A lo largo de 50 años de densa y honda experiencia pastoral, se ha cumplido en plenitud lo que usted nos decía recientemente del ministerio sacerdotal como: representación ‘sacramental’ de Cristo en la Iglesia, prolongación de su presencia de Sacerdote y único Pastor, fundido con Él para conformar la vida con la suya hasta el misterio de la Cruz, fiel y humilde instrumento de la misericordia del Señor. Por eso decimos, con el salmo: «El Señor ha hecho grandes cosas con nosotros y estamos alegres». Le felicitamos y nos felicitamos.

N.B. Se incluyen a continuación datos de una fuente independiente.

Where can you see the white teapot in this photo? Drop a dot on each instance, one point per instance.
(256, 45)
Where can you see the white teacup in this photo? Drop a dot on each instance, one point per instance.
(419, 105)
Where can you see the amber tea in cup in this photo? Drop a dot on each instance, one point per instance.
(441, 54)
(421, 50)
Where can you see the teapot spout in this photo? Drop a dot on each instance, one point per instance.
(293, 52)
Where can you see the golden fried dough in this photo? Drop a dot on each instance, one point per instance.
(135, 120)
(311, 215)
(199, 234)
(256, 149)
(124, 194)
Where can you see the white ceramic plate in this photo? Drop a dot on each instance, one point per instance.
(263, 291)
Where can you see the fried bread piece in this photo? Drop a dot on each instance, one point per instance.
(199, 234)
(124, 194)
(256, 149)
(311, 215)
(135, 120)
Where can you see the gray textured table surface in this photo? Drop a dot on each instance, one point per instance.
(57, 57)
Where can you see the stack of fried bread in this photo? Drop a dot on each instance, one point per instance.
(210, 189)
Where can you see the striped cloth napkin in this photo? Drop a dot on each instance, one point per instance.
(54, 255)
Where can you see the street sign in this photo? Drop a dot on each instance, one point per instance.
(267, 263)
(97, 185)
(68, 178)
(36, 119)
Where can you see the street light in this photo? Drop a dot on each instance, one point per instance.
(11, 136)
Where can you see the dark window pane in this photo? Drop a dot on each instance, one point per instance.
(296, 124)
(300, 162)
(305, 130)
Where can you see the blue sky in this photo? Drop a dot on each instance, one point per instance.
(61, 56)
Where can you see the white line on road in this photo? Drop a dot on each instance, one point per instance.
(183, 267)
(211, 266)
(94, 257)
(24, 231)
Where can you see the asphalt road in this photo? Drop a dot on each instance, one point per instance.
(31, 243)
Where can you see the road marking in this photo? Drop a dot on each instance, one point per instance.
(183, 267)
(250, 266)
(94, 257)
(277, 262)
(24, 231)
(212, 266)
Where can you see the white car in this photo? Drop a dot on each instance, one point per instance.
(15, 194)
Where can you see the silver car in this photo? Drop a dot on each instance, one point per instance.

Tal como nos ha recordado hoy en la homilía, señor cardenal, hay también alguien que está hoy de aniversario, de cumpleaños, y quiere sumarse a nuestra fiesta. Era un 28 de marzo del año 1515, cuando nació la Santa andariega, Maestra de oración y Doctora de la Iglesia, santa Teresa de Jesús. A ella le hemos pedido una palabra para este acontecimiento, y la Santa nos dice que andan sus monjas «harto ocupadas en oración por los que son defensores de la Iglesia y predicadores y letrados que la defienden, para ayudar a este Señor que tan apretado le traen» (Camino P. cap.1,2)..., y le ruega a usted que se cuide, por amor de Dios, «pues quiere Él escoger a unos para provecho de otros muchos, en especial en estos tiempos, que son menester amigos fuertes de Dios para sustentar a los flacos»(Vida cap.15,4).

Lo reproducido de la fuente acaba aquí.